Black History Month: Vince Lindo – What might have been…

This October, Somerset County Cricket Club will be celebrating Black History Month.

The national initiative seeks to promote and celebrate black contributions to British society, and to garner a greater understanding of wider black history.

Over the next few weeks, we will be looking back on some of the unsung players in the Club’s rich history, beginning with Vince Lindo.

In the early 1960s, Jamaican born Vince played one game for Somerset.

He impressed and the County thought that they had unearthed a talent.

He took eight wickets and on the strength of this performance he was offered a contract. Sadly for the county, he turned down because it was less money than he was already earning outside of cricket.

Whether or not Vince would have made it in the First Class game we will never know, but his story is an intriguing one.

Cleveland Vincent Lindo was born in St Elizabeth in June 1936, the youngest of 10 children.
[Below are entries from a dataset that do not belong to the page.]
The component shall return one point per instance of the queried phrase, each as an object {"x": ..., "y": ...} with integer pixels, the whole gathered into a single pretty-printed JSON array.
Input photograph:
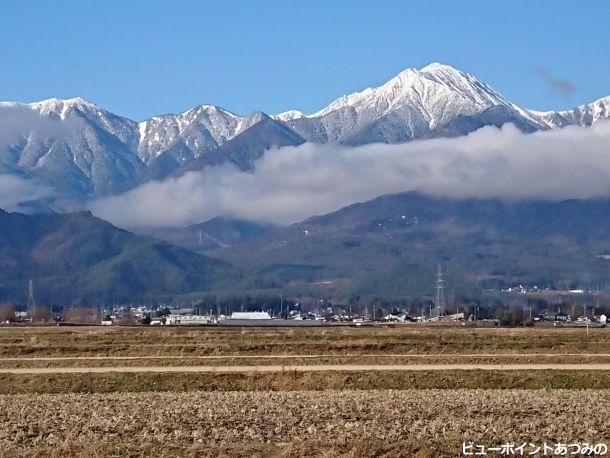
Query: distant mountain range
[
  {"x": 85, "y": 151},
  {"x": 388, "y": 247},
  {"x": 391, "y": 246},
  {"x": 79, "y": 259}
]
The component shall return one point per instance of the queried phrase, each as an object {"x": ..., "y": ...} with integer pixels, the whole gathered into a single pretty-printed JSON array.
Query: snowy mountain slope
[
  {"x": 245, "y": 148},
  {"x": 86, "y": 151},
  {"x": 72, "y": 145},
  {"x": 583, "y": 115},
  {"x": 200, "y": 129},
  {"x": 410, "y": 105}
]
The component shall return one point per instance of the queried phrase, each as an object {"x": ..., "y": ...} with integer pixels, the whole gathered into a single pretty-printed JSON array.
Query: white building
[{"x": 250, "y": 316}]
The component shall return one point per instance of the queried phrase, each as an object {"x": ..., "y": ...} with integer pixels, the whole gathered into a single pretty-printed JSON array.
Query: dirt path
[
  {"x": 276, "y": 356},
  {"x": 312, "y": 368}
]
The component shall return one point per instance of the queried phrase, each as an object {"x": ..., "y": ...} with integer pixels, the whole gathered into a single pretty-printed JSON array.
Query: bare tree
[
  {"x": 40, "y": 313},
  {"x": 7, "y": 312},
  {"x": 82, "y": 315}
]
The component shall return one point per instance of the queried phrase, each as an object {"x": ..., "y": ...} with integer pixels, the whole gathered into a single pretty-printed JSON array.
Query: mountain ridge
[{"x": 88, "y": 152}]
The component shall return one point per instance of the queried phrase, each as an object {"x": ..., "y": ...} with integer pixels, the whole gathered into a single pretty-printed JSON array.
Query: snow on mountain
[
  {"x": 407, "y": 106},
  {"x": 199, "y": 129},
  {"x": 583, "y": 115},
  {"x": 288, "y": 115},
  {"x": 88, "y": 151}
]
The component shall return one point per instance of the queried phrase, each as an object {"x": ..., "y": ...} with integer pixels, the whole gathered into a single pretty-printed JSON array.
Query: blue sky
[{"x": 140, "y": 58}]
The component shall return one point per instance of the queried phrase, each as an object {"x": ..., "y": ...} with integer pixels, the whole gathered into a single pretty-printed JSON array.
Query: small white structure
[
  {"x": 250, "y": 316},
  {"x": 188, "y": 319}
]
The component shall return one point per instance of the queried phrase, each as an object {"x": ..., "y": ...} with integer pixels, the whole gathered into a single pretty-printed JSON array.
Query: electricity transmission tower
[
  {"x": 439, "y": 303},
  {"x": 31, "y": 300}
]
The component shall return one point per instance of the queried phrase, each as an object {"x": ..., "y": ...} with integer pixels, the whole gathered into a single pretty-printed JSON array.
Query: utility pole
[
  {"x": 31, "y": 300},
  {"x": 439, "y": 303}
]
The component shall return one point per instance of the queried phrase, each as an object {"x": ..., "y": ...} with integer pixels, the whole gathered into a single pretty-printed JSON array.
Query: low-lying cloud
[
  {"x": 16, "y": 192},
  {"x": 292, "y": 183},
  {"x": 561, "y": 86}
]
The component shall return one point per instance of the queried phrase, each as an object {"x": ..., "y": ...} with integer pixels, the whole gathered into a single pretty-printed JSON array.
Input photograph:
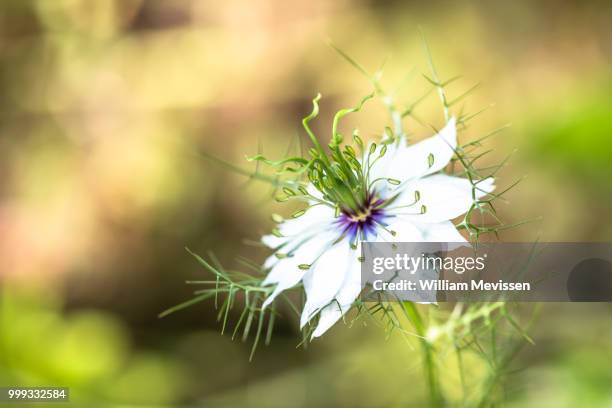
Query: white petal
[
  {"x": 316, "y": 216},
  {"x": 440, "y": 232},
  {"x": 328, "y": 316},
  {"x": 272, "y": 241},
  {"x": 325, "y": 278},
  {"x": 343, "y": 301},
  {"x": 423, "y": 158},
  {"x": 444, "y": 198},
  {"x": 286, "y": 272}
]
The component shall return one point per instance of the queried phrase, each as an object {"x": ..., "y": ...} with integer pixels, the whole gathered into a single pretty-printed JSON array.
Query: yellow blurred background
[{"x": 105, "y": 106}]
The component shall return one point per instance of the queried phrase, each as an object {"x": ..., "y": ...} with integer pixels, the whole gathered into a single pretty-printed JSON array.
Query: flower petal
[
  {"x": 442, "y": 198},
  {"x": 343, "y": 301},
  {"x": 286, "y": 271},
  {"x": 423, "y": 158},
  {"x": 326, "y": 277},
  {"x": 440, "y": 232}
]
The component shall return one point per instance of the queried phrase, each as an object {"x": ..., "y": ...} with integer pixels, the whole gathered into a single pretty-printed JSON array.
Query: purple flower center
[{"x": 363, "y": 222}]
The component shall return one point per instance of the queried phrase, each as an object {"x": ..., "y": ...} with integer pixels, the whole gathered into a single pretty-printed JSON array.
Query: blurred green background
[{"x": 105, "y": 104}]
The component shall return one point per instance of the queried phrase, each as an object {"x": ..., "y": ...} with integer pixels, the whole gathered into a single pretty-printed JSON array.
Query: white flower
[{"x": 321, "y": 248}]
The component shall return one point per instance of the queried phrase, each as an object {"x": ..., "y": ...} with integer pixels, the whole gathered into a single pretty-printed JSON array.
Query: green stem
[{"x": 435, "y": 394}]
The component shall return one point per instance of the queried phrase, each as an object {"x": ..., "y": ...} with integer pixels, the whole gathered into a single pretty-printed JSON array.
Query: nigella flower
[{"x": 394, "y": 192}]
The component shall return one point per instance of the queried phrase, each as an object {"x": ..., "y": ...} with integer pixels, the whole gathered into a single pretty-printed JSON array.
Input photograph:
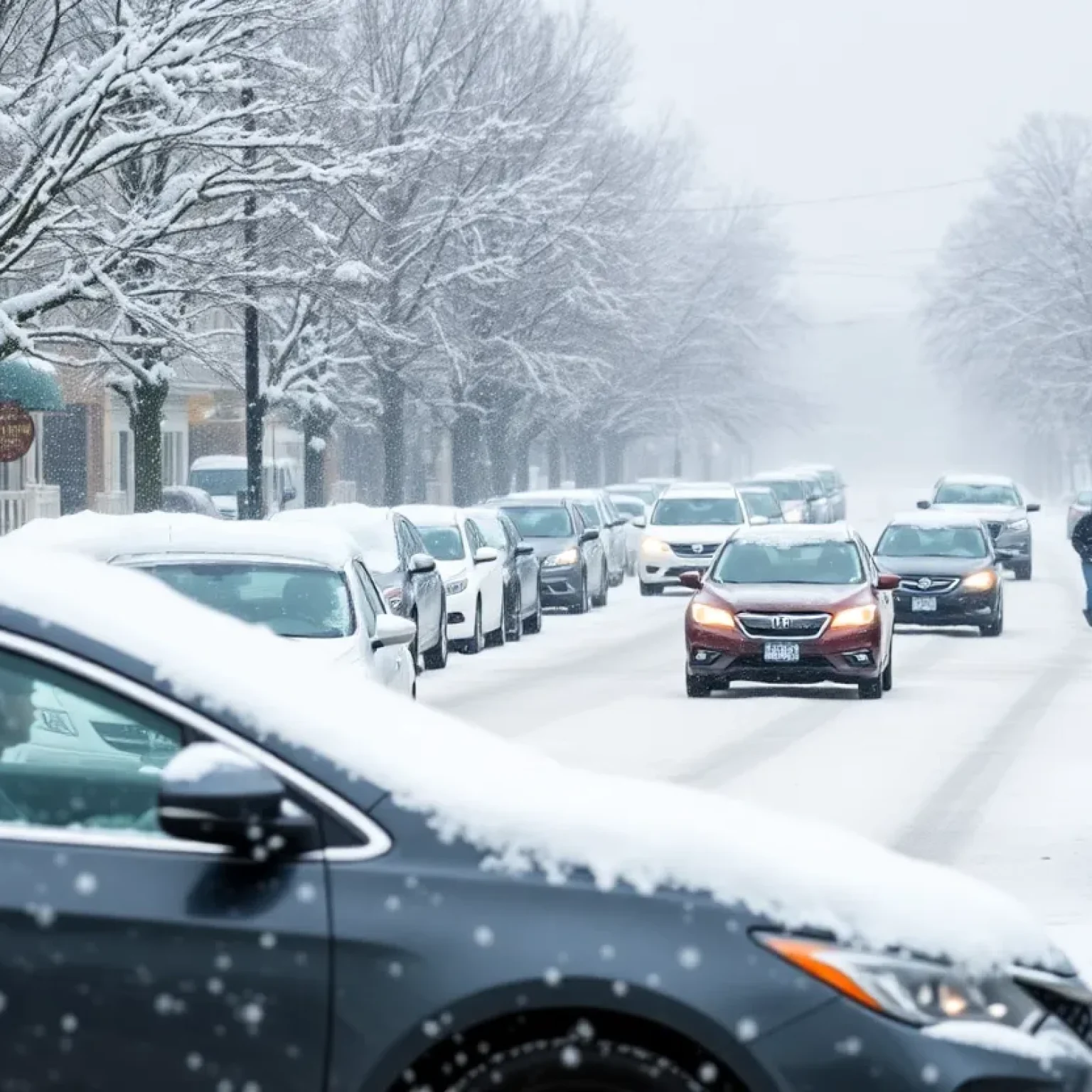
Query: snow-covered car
[
  {"x": 328, "y": 887},
  {"x": 308, "y": 584},
  {"x": 400, "y": 564},
  {"x": 473, "y": 574},
  {"x": 688, "y": 525}
]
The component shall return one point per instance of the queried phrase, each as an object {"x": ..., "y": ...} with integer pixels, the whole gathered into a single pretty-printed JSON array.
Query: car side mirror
[
  {"x": 422, "y": 562},
  {"x": 211, "y": 793},
  {"x": 392, "y": 631}
]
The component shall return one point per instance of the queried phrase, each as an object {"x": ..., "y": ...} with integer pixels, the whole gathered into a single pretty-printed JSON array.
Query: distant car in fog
[
  {"x": 188, "y": 498},
  {"x": 1000, "y": 505}
]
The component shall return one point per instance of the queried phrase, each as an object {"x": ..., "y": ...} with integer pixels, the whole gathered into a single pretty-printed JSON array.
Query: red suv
[{"x": 791, "y": 604}]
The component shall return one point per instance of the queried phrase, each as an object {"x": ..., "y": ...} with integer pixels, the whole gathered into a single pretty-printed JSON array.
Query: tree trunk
[
  {"x": 466, "y": 475},
  {"x": 315, "y": 466},
  {"x": 393, "y": 427},
  {"x": 554, "y": 460},
  {"x": 146, "y": 419}
]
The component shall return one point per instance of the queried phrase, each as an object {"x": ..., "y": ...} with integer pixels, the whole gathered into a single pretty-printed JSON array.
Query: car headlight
[
  {"x": 653, "y": 546},
  {"x": 570, "y": 556},
  {"x": 981, "y": 581},
  {"x": 703, "y": 614},
  {"x": 854, "y": 617},
  {"x": 918, "y": 992}
]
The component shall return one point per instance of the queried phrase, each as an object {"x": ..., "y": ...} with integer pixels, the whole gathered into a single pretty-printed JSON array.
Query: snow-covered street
[{"x": 981, "y": 757}]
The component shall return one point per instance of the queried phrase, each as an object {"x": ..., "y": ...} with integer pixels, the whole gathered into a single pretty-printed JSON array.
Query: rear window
[
  {"x": 545, "y": 522},
  {"x": 697, "y": 511}
]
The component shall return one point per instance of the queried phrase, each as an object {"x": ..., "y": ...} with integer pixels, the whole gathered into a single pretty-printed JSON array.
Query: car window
[{"x": 77, "y": 757}]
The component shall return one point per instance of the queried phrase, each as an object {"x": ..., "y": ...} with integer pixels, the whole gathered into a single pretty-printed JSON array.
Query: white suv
[{"x": 687, "y": 527}]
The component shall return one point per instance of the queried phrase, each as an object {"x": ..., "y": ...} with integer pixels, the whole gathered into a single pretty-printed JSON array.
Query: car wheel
[
  {"x": 534, "y": 623},
  {"x": 475, "y": 643},
  {"x": 697, "y": 687},
  {"x": 586, "y": 597},
  {"x": 436, "y": 658},
  {"x": 870, "y": 689}
]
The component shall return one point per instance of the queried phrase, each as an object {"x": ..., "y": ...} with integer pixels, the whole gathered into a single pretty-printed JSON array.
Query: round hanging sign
[{"x": 16, "y": 432}]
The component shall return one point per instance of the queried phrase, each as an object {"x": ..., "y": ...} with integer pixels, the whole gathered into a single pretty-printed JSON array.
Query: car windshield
[
  {"x": 967, "y": 493},
  {"x": 761, "y": 503},
  {"x": 931, "y": 542},
  {"x": 444, "y": 544},
  {"x": 550, "y": 521},
  {"x": 220, "y": 483},
  {"x": 786, "y": 489},
  {"x": 697, "y": 511},
  {"x": 293, "y": 601},
  {"x": 790, "y": 562}
]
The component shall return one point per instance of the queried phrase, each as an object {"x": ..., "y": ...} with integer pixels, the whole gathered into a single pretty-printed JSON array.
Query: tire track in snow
[
  {"x": 945, "y": 825},
  {"x": 719, "y": 767}
]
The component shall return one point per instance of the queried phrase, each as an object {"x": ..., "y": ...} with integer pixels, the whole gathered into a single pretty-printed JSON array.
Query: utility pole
[{"x": 255, "y": 415}]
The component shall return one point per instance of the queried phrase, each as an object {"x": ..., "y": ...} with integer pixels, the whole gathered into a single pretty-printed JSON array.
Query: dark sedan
[
  {"x": 236, "y": 870},
  {"x": 948, "y": 569},
  {"x": 574, "y": 572}
]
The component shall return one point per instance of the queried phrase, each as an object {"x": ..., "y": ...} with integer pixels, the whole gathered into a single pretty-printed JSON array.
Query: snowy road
[{"x": 981, "y": 757}]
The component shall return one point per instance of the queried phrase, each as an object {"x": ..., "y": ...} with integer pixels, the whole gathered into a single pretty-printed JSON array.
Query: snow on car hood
[{"x": 523, "y": 807}]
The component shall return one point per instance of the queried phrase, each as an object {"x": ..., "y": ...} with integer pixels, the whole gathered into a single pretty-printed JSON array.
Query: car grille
[
  {"x": 928, "y": 586},
  {"x": 695, "y": 550},
  {"x": 774, "y": 626}
]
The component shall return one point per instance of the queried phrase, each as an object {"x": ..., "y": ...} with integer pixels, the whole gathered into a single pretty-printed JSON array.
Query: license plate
[{"x": 781, "y": 653}]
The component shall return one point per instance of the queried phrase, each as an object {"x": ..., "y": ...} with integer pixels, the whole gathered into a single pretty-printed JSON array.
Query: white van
[{"x": 224, "y": 478}]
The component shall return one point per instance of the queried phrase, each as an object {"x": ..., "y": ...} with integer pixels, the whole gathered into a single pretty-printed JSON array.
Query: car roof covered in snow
[
  {"x": 108, "y": 537},
  {"x": 935, "y": 518},
  {"x": 515, "y": 806}
]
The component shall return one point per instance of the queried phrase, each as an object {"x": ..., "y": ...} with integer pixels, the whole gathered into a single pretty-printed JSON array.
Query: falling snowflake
[
  {"x": 85, "y": 884},
  {"x": 689, "y": 958},
  {"x": 746, "y": 1030}
]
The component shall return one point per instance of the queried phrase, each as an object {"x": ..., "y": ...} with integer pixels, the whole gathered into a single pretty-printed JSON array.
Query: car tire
[
  {"x": 474, "y": 645},
  {"x": 870, "y": 689},
  {"x": 534, "y": 623},
  {"x": 586, "y": 599},
  {"x": 436, "y": 658}
]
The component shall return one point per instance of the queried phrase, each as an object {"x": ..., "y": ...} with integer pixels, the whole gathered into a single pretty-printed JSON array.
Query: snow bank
[{"x": 523, "y": 806}]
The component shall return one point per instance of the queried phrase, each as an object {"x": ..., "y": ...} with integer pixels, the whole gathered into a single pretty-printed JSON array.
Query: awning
[{"x": 32, "y": 388}]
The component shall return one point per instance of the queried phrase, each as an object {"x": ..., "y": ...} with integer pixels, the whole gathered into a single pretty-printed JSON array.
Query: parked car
[
  {"x": 401, "y": 564},
  {"x": 523, "y": 602},
  {"x": 791, "y": 605},
  {"x": 631, "y": 508},
  {"x": 188, "y": 498},
  {"x": 317, "y": 886},
  {"x": 948, "y": 572},
  {"x": 761, "y": 503},
  {"x": 472, "y": 572},
  {"x": 1080, "y": 505},
  {"x": 574, "y": 564},
  {"x": 310, "y": 586},
  {"x": 600, "y": 515},
  {"x": 1000, "y": 505},
  {"x": 687, "y": 527}
]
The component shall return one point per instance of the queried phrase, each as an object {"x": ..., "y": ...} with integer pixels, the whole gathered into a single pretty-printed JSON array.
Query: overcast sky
[{"x": 805, "y": 100}]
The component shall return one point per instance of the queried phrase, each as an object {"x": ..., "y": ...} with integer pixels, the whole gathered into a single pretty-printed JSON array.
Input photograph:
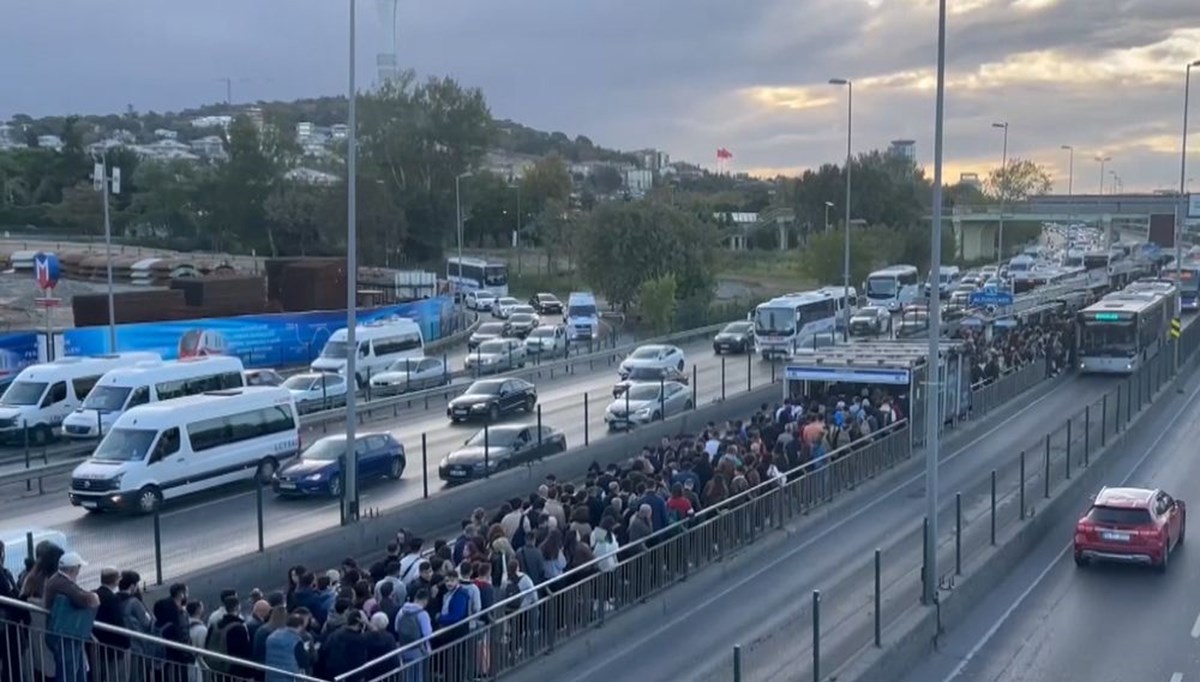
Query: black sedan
[
  {"x": 546, "y": 304},
  {"x": 490, "y": 399},
  {"x": 736, "y": 337},
  {"x": 648, "y": 375},
  {"x": 498, "y": 448}
]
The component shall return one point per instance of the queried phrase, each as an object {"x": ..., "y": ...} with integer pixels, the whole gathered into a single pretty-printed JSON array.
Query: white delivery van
[
  {"x": 379, "y": 344},
  {"x": 179, "y": 447},
  {"x": 147, "y": 382},
  {"x": 43, "y": 395}
]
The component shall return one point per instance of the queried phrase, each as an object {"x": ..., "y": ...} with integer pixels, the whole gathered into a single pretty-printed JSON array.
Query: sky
[{"x": 683, "y": 76}]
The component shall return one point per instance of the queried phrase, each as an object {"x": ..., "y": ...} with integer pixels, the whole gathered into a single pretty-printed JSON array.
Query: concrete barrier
[
  {"x": 911, "y": 638},
  {"x": 445, "y": 509}
]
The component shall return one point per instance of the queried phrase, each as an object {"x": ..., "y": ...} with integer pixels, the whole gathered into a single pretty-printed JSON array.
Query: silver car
[
  {"x": 646, "y": 402},
  {"x": 496, "y": 356},
  {"x": 411, "y": 374}
]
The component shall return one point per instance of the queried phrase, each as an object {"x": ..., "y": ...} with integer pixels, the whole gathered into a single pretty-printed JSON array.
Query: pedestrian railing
[{"x": 29, "y": 652}]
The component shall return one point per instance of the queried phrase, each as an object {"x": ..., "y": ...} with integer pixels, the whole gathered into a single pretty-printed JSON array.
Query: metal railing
[{"x": 30, "y": 652}]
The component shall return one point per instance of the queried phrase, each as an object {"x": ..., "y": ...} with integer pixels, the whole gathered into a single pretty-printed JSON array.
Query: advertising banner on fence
[{"x": 259, "y": 340}]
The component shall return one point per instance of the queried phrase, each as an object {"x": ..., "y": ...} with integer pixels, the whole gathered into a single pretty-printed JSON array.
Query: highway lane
[
  {"x": 223, "y": 524},
  {"x": 1053, "y": 621},
  {"x": 765, "y": 592}
]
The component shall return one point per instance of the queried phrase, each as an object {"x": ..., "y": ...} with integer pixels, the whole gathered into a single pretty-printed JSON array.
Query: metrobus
[
  {"x": 1123, "y": 330},
  {"x": 791, "y": 322},
  {"x": 893, "y": 287},
  {"x": 477, "y": 274}
]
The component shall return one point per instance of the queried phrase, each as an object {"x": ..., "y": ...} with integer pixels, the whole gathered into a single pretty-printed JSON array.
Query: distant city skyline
[{"x": 683, "y": 76}]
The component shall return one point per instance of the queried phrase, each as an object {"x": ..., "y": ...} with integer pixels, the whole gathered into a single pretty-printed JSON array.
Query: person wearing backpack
[{"x": 413, "y": 624}]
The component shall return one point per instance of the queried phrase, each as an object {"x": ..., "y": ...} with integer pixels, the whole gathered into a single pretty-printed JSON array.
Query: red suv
[{"x": 1131, "y": 525}]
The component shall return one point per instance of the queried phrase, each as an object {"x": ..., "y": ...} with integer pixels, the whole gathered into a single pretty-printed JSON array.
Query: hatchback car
[
  {"x": 318, "y": 471},
  {"x": 1131, "y": 525}
]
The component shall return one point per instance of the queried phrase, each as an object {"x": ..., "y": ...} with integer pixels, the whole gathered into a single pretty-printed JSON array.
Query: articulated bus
[
  {"x": 1123, "y": 330},
  {"x": 791, "y": 322}
]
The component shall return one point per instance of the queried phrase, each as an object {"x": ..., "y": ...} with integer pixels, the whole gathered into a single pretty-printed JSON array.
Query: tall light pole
[
  {"x": 933, "y": 364},
  {"x": 351, "y": 468},
  {"x": 1103, "y": 160},
  {"x": 1003, "y": 192},
  {"x": 845, "y": 257}
]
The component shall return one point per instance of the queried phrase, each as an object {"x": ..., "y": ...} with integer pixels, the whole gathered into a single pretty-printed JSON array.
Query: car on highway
[
  {"x": 735, "y": 337},
  {"x": 549, "y": 340},
  {"x": 652, "y": 356},
  {"x": 501, "y": 447},
  {"x": 485, "y": 331},
  {"x": 520, "y": 324},
  {"x": 411, "y": 374},
  {"x": 496, "y": 356},
  {"x": 646, "y": 402},
  {"x": 503, "y": 307},
  {"x": 870, "y": 321},
  {"x": 546, "y": 304},
  {"x": 1131, "y": 525},
  {"x": 648, "y": 375},
  {"x": 317, "y": 390},
  {"x": 492, "y": 399},
  {"x": 318, "y": 471}
]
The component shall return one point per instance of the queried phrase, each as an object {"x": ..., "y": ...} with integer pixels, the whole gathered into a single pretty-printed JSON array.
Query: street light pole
[
  {"x": 351, "y": 468},
  {"x": 933, "y": 417},
  {"x": 845, "y": 263},
  {"x": 1003, "y": 192}
]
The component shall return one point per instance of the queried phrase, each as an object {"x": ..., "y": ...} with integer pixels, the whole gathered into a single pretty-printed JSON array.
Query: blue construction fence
[{"x": 275, "y": 340}]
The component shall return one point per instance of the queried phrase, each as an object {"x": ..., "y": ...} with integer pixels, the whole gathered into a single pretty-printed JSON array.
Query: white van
[
  {"x": 179, "y": 447},
  {"x": 43, "y": 395},
  {"x": 149, "y": 382},
  {"x": 379, "y": 344}
]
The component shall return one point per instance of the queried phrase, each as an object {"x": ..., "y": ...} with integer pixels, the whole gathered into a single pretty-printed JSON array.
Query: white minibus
[
  {"x": 381, "y": 344},
  {"x": 43, "y": 395},
  {"x": 179, "y": 447},
  {"x": 149, "y": 382}
]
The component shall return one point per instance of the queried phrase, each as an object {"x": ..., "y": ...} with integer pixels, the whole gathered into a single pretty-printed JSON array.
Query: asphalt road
[
  {"x": 1051, "y": 621},
  {"x": 763, "y": 593},
  {"x": 209, "y": 528}
]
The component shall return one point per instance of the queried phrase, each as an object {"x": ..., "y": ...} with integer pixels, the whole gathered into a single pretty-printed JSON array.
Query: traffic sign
[{"x": 991, "y": 298}]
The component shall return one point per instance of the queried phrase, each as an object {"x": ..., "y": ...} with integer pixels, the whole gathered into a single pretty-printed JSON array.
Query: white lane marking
[{"x": 1012, "y": 609}]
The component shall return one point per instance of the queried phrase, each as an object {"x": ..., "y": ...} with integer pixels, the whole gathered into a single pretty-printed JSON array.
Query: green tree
[
  {"x": 657, "y": 303},
  {"x": 1020, "y": 179}
]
His father died when he was still a baby. Like many other Jamaican youngsters at that time, cricket was his passion as he grew up.

Vince started to make a name for himself locally as a quick bowler and hard-hitting batter, and his talents were spotted by George Headley who recommended him to the British Army where he was offered work and played in the Garrison CC team based in Kingston.

In 1959, at the age of 23, he decided to try his luck playing cricket in England, so along with a some of his friends he set off for London.

Needing to support himself, Vince found work in the shunting yards at St Pancras, and it was during his time there that he noticed an advert in the newspaper saying that Nottinghamshire were looking for a fast bowler.

He contacted Nottinghamshire and in August 1959 he duly made his way to Trent Bridge where after appearing in a few friendlies he played in the two-day game against Pakistani Eaglets.

In the first innings of that game Vince claimed seven for 50 which he followed up by taking six for 115, giving him match figures of 13 for 165, and was rewarded with an 18-month contract.

He made his First Class debut for Nottinghamshire against Cambridge University at Fenners on April 30th, but failed to take a wicket in either of the students’ innings and scored 18 runs in the first innings and 24 in the second.

During that season, Vince appeared in 10 Second XI matches for Nottinghamshire in which he took 26 wickets at an average of 30 but didn’t re-appear for the First XI. In September he was released.

In 1961 he went to play as club professional at Gainsborough Britannia CC in Lincolnshire where he enjoyed considerable success. At the same time, Vince worked for Rose Brothers making packaging material and it was whilst playing as a guest for the Rose Bros CC that he was spotted bowling by Ray Robinson, the brother of SCCC secretary Richard Robinson, who was on a cricket tour of the area at the time.

Vince was duly invited down to Taunton for a trial in 1963 and played in the pre-season two-day game against Glamorgan.

On June 17th that year he played in a two-day Second XI match at Worcester in which he took three for 62, after which he headed back to Taunton to play for Somerset in their three-day fixture against Pakistan Eaglets.

After scoring an unbeaten 23 in Somerset’s first innings of 239 for seven declared, he took eight for 88, which included a spell of five wickets for one run in 17 balls as the Eaglets were dismissed for 303.

In their second innings Somerset reached 253 for two before the rain affected game ended in a draw.

On the strength of his impressive performance Somerset made him an offer to join them, paying him £14-10 shillings a week, which was less than he was already earning. Vince tried to negotiate but no further offer was forthcoming, so he declined.

Vince Lindo returned to the midlands where he enjoyed a success career playing cricket for Staffordshire in the minor counties and as a professional in the North Staffordshire and District League.  He carried on playing cricket until he was 71, after which he became up umpire.